Mary Shelley is a romantic drama and a decidedly female driven project. This is the first feature script written by Australian writer Emma Jensen, and while it covers the illicit romance between Mary and Shelley in some detail it offers little insight into the creative process behind Frankenstein itself. The film has been directed by Haifa al-Mansour, the first ever female director from Saudi Arabia. Her debut feature was 2012’s Wadjda, the deceptively simple story of a young girl eager to win a Koran recital competition so that she could win a bicycle. Girls were basically forbidden to ride bicycles. It is easy to see why Jensen’s story about a female rebelling against the societal norms of her time resonated so strongly with her.
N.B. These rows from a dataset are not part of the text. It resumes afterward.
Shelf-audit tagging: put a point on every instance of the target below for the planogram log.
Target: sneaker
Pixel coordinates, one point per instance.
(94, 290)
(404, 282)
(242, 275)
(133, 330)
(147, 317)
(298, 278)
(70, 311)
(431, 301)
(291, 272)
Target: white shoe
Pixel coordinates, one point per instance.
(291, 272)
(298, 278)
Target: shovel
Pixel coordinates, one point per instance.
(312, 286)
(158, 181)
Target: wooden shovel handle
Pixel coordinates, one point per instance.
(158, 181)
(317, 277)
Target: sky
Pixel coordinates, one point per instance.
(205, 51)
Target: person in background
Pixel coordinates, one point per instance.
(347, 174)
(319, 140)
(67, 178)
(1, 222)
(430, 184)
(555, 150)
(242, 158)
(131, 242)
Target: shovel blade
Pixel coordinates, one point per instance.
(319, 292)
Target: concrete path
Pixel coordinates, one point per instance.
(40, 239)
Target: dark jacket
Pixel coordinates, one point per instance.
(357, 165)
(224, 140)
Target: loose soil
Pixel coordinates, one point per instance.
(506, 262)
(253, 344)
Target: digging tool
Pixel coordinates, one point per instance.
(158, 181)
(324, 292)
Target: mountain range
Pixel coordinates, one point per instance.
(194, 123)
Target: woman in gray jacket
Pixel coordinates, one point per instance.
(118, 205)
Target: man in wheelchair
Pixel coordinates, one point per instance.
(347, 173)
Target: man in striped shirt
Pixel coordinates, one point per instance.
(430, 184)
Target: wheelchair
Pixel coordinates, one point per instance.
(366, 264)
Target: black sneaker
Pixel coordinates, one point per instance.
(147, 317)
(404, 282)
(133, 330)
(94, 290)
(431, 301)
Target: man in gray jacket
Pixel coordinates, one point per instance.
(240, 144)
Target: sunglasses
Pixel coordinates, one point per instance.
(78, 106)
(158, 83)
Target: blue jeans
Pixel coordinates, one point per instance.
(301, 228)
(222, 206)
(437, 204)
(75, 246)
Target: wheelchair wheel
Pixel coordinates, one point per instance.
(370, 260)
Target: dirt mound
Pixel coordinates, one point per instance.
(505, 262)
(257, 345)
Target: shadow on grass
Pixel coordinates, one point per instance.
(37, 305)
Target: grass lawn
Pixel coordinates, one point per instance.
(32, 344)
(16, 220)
Elle Fanning (from Little Miss Sunshine, etc) portrays Shelley in this biopic that traces her early years and depicts some of the tragic events that shaped her life and led to the creation of the immortal monster. Raised by her widowed father William Godwin (Stephen Dillane, from Game Of Thrones, etc), a noted philosopher and author, Mary was fascinated by the macabre and often hid in the crowded bookshelves of her home to read scary stories.
Then Mary met the dashing and radical poet Percy Shelley (Douglas Booth, from the 2013 remake of Romeo & Juliet, etc), who was almost a 19th century equivalent of a rock star. Besotted with him she began a torrid affair, even though he was still married at the time. The affair led to her being ostracised from upper crust society. She married Shelley in 1816 but the pair faced poverty and hardships. In 1816 the couple spent the summer in Geneva with fellow poet, the rakish Lord Byron (Tom Sturridge, from Far From The Madding Crowd, etc) and Lord Polidori (Ben Hardy, from tv soap EastEnders, etc) and Mary’s stepsister Claire (Bel Powley, from A Royal Night Out, etc). The hedonistic time led to Byron challenging Mary to write her own horror story, which ultimately led to her creating Frankenstein. Initially though, due to the misogynistic views of the time, Mary couldn’t publish the book under her own name, so it was released anonymously.
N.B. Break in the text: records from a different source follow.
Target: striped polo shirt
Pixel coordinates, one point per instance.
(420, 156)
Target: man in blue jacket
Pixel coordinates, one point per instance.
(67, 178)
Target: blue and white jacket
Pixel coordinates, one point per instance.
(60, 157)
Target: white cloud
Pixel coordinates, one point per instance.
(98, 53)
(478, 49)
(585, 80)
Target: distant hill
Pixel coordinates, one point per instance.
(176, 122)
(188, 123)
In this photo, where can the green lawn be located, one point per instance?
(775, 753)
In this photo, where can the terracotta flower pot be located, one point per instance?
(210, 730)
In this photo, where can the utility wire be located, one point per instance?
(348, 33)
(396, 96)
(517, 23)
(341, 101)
This hedonistic period in Geneva was also covered by Ken Russell, the enfant terrible of British cinema, in his 1986 film Gothic, which offered a fictitious treatment of that meeting. He breathed more life into the relationships between the characters and their unusual and sexually charged relationships. Given Russell’s predilection to shock his audiences, Gothic was also far more edgy and sexy than this oh so polite version of events.
Fanning, who has virtually grown up on screen and in the shadow of her older sister, delivers a strong performance as Mary, depicting her as a woman ahead of her time. She brings a mix of defiance, rebelliousness and a hint of vulnerability to her performance, and is easily the best thing in this dull costume drama. Powley brings some energy to her role as Mary’s step sister.
Mary suffers a series of misfortunes that makes for fairly grim viewing, and Al-Mansour suffuses the material with a suitably dour and unrelentingly sombre tone. This potentially fascinating story is let down by languid direction and stolid pacing. The story never quite sparks as a drama.
Technically, the film looks good, with great costumes from Siobhan Cahill, and cinematographer David Ungaro (Les Miserables, Black Robe, etc) gives it a lush visual quality. The film was shot on locations in the UK and Luxembourg.